Hurting Our Allies
On Thursday, the Trump administration said it would impose steep tariffs on imported metals coming from its closest allies. Not too surprisingly, the Trump Administration’s combative approach has provoked retaliation against American businesses and consumers, and strained diplomatic ties. Canada, the EU, and Mexico, will have to deal with 25% tariffs on steel and 10% on aluminum. These countries reacted quickly, denouncing the action and instituting tit-for-tat measures. Measures designed to retaliate against the metals tariffs, and consequently punishing farmers and various other U.S. industries These actions follow months of chaos as the Trump administration teased allies with potential exemptions in return for concessions. The U.S. tariffs were imposed on national security grounds.
The Bank of Canada’s deputy Governor, Sylvain Leduc, described his perspective of the situation, “For a small, open economy like Canada, where trade is important, those measures are not the type of measures that are conducive to a good environment.”
Tweeting several times on Saturday, the president wrote that the U.S. cannot lose a trade war, declaring unfair trade cannot be tolerated. In response, Justin Trudeau, Canada’s prime minister, called the new tariffs both “insulting and unacceptable,” and argued President Trump’s actions mark a turning point in the two nations relationship. Trudeau went on to suggest Canada was not a national security threat to the United States.
Chrystia Freeland, Canada’s Minister of Foreign Affairs, said, “Well, look, what I would say there is, this is an unprecedented use of Section 232, which is the “national security consideration under which these tariffs are being levied. As a matter of U.S. law, Canada is considered a part of the national defense industrial base. We have been allies and have been working together for 150 years.

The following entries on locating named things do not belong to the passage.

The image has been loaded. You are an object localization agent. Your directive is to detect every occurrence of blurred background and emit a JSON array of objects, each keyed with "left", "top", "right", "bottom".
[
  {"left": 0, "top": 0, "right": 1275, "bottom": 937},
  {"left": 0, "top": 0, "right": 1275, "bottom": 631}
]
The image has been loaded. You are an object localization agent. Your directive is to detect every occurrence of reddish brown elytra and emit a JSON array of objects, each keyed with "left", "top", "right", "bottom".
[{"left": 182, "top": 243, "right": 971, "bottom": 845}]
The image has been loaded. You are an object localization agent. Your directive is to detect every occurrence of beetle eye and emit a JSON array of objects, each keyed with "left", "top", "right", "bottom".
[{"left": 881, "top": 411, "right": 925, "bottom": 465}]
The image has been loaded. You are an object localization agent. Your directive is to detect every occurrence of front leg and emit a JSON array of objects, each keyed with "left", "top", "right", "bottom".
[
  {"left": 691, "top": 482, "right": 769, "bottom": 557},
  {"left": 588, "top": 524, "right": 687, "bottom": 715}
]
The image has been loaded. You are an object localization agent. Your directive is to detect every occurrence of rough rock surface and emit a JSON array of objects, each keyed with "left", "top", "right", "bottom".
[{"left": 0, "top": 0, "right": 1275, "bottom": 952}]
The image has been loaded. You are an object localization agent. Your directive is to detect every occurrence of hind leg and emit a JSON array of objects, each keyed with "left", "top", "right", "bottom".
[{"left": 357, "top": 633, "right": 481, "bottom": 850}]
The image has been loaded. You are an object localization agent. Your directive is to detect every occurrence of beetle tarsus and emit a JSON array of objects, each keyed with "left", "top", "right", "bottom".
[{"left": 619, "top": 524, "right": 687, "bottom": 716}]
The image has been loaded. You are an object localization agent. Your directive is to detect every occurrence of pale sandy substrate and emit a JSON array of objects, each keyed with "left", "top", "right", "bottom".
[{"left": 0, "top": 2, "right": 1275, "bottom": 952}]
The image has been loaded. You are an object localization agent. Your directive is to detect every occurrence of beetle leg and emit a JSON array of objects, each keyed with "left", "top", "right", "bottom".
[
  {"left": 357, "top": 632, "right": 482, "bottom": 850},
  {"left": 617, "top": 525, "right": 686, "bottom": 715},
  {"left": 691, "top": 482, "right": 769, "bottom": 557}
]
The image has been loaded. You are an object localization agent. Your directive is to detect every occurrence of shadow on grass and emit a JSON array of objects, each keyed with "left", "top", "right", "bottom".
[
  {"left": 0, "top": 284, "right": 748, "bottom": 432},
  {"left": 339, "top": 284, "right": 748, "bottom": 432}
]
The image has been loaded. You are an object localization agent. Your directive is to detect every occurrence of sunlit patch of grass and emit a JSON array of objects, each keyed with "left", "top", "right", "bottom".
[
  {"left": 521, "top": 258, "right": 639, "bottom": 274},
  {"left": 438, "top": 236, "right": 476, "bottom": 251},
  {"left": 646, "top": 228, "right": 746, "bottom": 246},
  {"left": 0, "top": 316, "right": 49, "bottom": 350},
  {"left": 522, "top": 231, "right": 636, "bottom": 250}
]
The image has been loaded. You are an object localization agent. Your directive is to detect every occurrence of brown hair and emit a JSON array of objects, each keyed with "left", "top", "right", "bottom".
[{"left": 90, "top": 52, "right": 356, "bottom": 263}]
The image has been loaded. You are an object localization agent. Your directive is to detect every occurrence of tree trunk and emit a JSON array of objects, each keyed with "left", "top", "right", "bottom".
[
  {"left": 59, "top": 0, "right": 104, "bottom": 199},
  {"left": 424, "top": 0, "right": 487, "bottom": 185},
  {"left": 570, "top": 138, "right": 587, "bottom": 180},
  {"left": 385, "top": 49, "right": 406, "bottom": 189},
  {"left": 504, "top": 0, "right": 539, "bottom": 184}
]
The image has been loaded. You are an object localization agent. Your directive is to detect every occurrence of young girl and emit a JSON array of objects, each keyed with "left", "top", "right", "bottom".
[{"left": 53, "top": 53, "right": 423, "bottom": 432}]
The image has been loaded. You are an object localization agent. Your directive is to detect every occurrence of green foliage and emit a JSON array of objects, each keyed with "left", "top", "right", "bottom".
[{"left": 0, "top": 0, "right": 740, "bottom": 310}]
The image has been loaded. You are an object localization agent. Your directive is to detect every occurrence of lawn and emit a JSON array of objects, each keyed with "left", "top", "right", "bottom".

“When Jim Mattis unveiled the national defense strategy at the beginning of the year, Secretary Mattis, the secretary of defense, he said something really powerful, which is that history proves that nations with allies thrive. That is 100 percent true. And so I would just really say to our closest allies in the world, you, the United States, please think hard about the message you are sending to your closest allies.”